Fresh from my flying visit to Los Angeles for the opening of William E. Jones: Heralitus Fragment 124, Automatically Illustrated at the David Kordansky Gallery, I thought I would share with you a couple of thoughts about how I translated the fragment, which William E. Jones transformed into one of the works in the exhibition (below).
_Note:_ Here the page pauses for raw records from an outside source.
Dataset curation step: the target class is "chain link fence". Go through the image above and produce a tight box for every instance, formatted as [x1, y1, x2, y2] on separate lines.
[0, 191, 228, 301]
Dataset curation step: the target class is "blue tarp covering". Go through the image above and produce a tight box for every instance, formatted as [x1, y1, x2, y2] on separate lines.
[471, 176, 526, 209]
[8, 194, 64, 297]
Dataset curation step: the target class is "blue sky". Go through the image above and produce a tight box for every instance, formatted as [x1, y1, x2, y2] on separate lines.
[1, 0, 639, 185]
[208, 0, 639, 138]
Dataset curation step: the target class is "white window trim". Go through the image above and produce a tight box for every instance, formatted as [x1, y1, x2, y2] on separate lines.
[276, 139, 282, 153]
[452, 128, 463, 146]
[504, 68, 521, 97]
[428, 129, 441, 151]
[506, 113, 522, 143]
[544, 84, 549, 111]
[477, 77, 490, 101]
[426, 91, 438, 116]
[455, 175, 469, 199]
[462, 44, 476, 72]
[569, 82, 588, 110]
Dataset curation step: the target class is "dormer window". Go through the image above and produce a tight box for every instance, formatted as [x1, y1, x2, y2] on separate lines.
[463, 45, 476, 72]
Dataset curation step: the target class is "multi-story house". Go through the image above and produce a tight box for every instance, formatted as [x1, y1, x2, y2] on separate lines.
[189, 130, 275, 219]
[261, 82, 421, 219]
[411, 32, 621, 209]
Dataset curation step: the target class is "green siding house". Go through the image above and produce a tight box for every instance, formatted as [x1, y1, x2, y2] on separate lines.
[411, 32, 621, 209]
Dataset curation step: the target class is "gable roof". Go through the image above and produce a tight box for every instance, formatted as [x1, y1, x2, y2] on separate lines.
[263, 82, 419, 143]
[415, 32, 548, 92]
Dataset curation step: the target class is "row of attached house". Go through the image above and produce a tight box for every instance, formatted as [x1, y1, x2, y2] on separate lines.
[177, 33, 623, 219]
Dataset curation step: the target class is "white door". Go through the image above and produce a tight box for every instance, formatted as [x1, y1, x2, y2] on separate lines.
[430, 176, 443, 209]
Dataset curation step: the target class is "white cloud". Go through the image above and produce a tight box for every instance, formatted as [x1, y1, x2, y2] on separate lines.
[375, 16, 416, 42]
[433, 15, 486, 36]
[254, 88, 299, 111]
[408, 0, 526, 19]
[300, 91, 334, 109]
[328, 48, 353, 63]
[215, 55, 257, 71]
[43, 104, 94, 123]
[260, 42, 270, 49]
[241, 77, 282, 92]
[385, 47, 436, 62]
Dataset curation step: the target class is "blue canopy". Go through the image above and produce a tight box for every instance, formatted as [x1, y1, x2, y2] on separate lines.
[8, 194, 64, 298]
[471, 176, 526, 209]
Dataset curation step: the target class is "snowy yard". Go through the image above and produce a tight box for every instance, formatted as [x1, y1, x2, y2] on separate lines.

Flesh: of things discharged at random, the perfect form, 2013, archival solvent ink on paper, 3 panels, each: 80 x 58.66 inches (203.2 x 149 cm), unique |
The text of the fragment I translated was not that emended by Diels – to include sarma ‘heap’ – and in many of the recent editions of Heraclitus, but that as transmitted by Theophrastus with sarx ‘flesh’, and accepted by Dimitri Gutas, after a series of variations given by others, including Heinrich Gomperz and John McDiarmid:
σάρξ, εἰκῇ κεχυμένων ὁ κάλλιστος κόσμος
(“Flesh: of things discharged at random, the perfect form.”)
As I wrote in my essay ‘Spontaneously Resurrecting Flesh’ in the book that accompanied the exhibition called Flesh and the Cosmos, my decision to translate eikē kechumenōn (“of things discharged at random”) was based on Gomperz’s 1922 interpretation of the fragment as describing the role of sperm in human reproduction as the randomly dispersed origins of a beautifully ordered being (If you visit the exhibition, you will find that the very first image in the first panel shows a happy family, with mother and baby recently discharged from the maternity ward!). In addition, I wanted to emphasize the idea of ‘flesh’ as evoking not only living, but inanimate matter – the corpse – in choosing a word that would also contain some idea of death and destruction. I felt that ‘discharge’ would generate images of automatic weapons and their sprays of bullets. (Here I was also thinking of the pun at Heraclitus DK B48 – ‘The name of the bow (bios) is life (bios), but its work is death”).
However, what I did not explicitly comment on in my essay was my mistranslation of ho kallistos kosmos as ‘the perfect form’ and not ‘the most beautiful universe’. How did I get from the superlative of beauty to perfection and from the universe to form? These mistranslations are related to one another and are part of my interpretation of the Theophrastus passage in which these Heraclitean words were originally quoted, as argued in my essay. In his discussion of Heraclitus as a materialist who claimed that a determinate universe was generated out of indeterminate principles, Theophrastus inserts a formalist rephrasing of Heraclitus’ words, transforming his idea of ‘random discharge’ (eikē kechumenōn), with the phrase automatōs ginomenōn (“of things coming into being spontaneously”). It is specifically this distinction between random and spontaneous generation that I transposed into ‘perfect form’. As a translator, I wanted to mirror how Theophratus sowed a formalist seed into his materialist’s text, making ‘the most beautiful universe’ into the ‘perfect form’.